The relentless attacks on Mr Miliband by the Tories and their newspaper allies might work to his advantage if televised debates took place: expectations of him would be low. Labour officials believe the lesson of the first televised debates in 2010, when Nick Clegg starred, is that they initially help the underdog, rather than an outsider such as Mr Farage. Mr Cameron, who is hiding behind the broadcasters’ inexplicable refusal to allow the resurgent Greens to take part, has decided to take a small hit now in the hope that voters will have forgotten by May.

The broadcasters should have the courage to go ahead without the Prime Minister – the “empty chair” strategy – but I doubt they will, fearing legal action and reprisals if the Tories retain power.

Mr Miliband’s talk of “war” was accurate amid the endless claims and counter-claims, pre-buttals and rebuttals by Labour and the Tories. But a few wise heads in both camps wonder whether the two old parties are fighting the last war. In the Tories’ case, they are refighting the last war they won – the 1992 election, when a Tory Prime Minister, John Major, won a majority against another left-leaning Opposition leader not trusted on the economy, Neil Kinnock. Today’s Tories don’t lose sleep over crude, scattergun attacks on Labour’s spending plans, even if some bullets miss the target. A 1992-style “Labour tax bombshell” will be coming to a poster site near you shortly. “Anything that keeps the spotlight on the economy” is the Tory mantra. Tory officials believe that “fear works”.

Last Sunday, Mr Cameron told the BBC’s Andrew Marr he is still a “compassionate Conservative”. But in their desire to paint Labour as spendthrift, the Tories rarely talk these days about “decent public services” as well as a “strong economy”, as they used to. This is a big mistake, since most voters want both, as the Liberal Democrats acknowledge. The Tories’ determination to protect their right flank from Ukip leaves them backing deep spending cuts that could take the “decent” out of public services.

David Cameron says he is still a “compassionate Conservative” (Getty Images)
David Cameron says he is still a “compassionate Conservative” (Getty Images) (Getty)

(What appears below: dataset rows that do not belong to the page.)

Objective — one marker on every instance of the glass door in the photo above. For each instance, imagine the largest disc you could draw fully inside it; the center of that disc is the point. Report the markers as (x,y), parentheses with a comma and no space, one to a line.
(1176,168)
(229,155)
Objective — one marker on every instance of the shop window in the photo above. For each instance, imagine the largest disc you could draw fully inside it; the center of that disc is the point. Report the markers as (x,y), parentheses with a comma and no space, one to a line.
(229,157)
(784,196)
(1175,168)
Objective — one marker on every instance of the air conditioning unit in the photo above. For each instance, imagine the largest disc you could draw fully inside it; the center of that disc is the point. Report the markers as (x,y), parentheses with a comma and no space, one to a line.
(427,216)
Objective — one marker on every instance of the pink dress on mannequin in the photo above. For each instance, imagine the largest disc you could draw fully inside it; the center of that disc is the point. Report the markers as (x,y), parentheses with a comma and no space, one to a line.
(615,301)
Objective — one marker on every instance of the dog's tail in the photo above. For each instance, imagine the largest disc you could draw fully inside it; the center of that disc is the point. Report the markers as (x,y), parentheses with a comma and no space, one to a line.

In 1992, Labour regarded the NHS as its trump card. Like now, the election race was very close. In the privacy of the polling booth, people’s heads overruled their hearts as they voted for the fiscally tough, competent party rather than the nicer, softer one.

It might happen again on 7 May. As in 1992, Labour looks happier in its NHS comfort zone than when trying to prove its economic credentials. Continuing problems in the health service until polling day would not guarantee a Labour victory. The Tories are right to argue that the NHS is “an economic issue” since the country has got to afford the extra money it undoubtedly needs.

Mr Miliband’s allies deny that Labour is a “one-club golfer” on health. The party’s two other campaigns before May will be about young people and the economy. The strategy is to identify a problem, talk about it and then offer solutions.

On the economy, Labour will focus on the “living standards” agenda Mr Miliband is convinced is as valid as ever. As he puts it, the graphs on George Osborne’s wall might point in the right direction, but “everyday people” are not feeling the recovery’s benefits. The Labour leader’s aim is to deliver a message that reaches what his American adviser David Axelrod calls “the kitchen table”.

Yet many people at that table were surely unimpressed by this week’s traditional “wealth versus health” battle between the two biggest parties. Many will tune out when the Tories claim Labour would crash the economy or when Labour warns that the NHS as we know it would not exist if the Tories win another term.

As voters lose trust in the old duopoly, this might be an election when what they say matters less than what trusted, independent voices say about them – whether its the Institute for Fiscal Studies, or NHS professionals. It could be an election not dominated by two parties but decided by third parties.